Anger floods her mind. I can’t blame her. Whatever fate might decide, it seems pretty fucking stupid to me to bind your life to someone you know so little about. Something I’ve been telling Azlan for months.
“My father is Leonardo Kennedy. My uncle, Christopher Kennedy.”
She shakes her head. “Kennedy? You’re a Kennedy? Are you related to–”
“Tristan Kennedy?” I venture. “They’re cousins.”
Rhi stares at us both, then tips back her head and laughs, her whole body shaking with it. “You’re messing with me.”

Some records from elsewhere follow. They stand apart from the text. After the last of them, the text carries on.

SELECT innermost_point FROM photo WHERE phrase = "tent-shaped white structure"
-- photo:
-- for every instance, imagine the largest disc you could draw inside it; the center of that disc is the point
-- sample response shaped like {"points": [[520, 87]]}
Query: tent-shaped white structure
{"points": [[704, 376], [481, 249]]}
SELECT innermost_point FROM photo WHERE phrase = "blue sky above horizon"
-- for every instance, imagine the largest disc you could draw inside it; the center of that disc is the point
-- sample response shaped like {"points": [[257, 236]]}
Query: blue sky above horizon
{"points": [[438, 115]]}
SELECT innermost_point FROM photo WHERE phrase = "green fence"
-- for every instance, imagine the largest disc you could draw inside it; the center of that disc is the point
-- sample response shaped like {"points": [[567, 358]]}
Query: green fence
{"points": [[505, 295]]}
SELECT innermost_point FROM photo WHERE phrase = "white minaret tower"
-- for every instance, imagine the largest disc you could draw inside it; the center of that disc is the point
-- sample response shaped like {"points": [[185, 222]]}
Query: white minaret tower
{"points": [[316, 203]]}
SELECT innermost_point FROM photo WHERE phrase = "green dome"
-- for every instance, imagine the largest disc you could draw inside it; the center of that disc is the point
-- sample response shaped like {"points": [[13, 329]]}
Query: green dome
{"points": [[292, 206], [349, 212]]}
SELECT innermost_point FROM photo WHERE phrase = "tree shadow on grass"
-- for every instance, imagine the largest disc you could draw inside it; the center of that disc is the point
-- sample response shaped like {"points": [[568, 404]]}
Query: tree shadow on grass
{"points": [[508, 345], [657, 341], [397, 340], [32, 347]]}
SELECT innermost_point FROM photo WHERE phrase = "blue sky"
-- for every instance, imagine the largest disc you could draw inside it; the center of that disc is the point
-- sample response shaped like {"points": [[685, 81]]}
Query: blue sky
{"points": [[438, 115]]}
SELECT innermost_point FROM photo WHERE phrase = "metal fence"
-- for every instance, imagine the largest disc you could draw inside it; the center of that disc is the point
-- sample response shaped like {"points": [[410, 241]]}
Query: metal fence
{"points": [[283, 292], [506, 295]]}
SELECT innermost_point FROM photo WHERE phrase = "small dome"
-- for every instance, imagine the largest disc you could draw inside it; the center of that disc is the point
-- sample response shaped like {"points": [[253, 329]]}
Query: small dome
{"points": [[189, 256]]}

“I am not,” my friend says.
“Have you been paying attention in your history lessons, sweetheart? Do you know who the Kennedys are?”
Her gaze flips from mine to my friend’s. I swear I can almost feel the connection between them fizzing in the air.
“I’m not exactly interested in history. Who we are, where we get to in life, shouldn’t be dependent on our last name, on who we are related to, on our blood.”
“I agree,” my friend says. “I’ve never been interested in my family’s position.”
“Unlike Tristan,” she mutters.
My friend examines her. “Has he been causing you trouble?”
“She has an affinity for causing trouble for herself,” I tell him.
“He’s an asshole,” she says, staring directly at me, “like everyone else at that school.”
“Well, he’s been forbidden to speak with you.”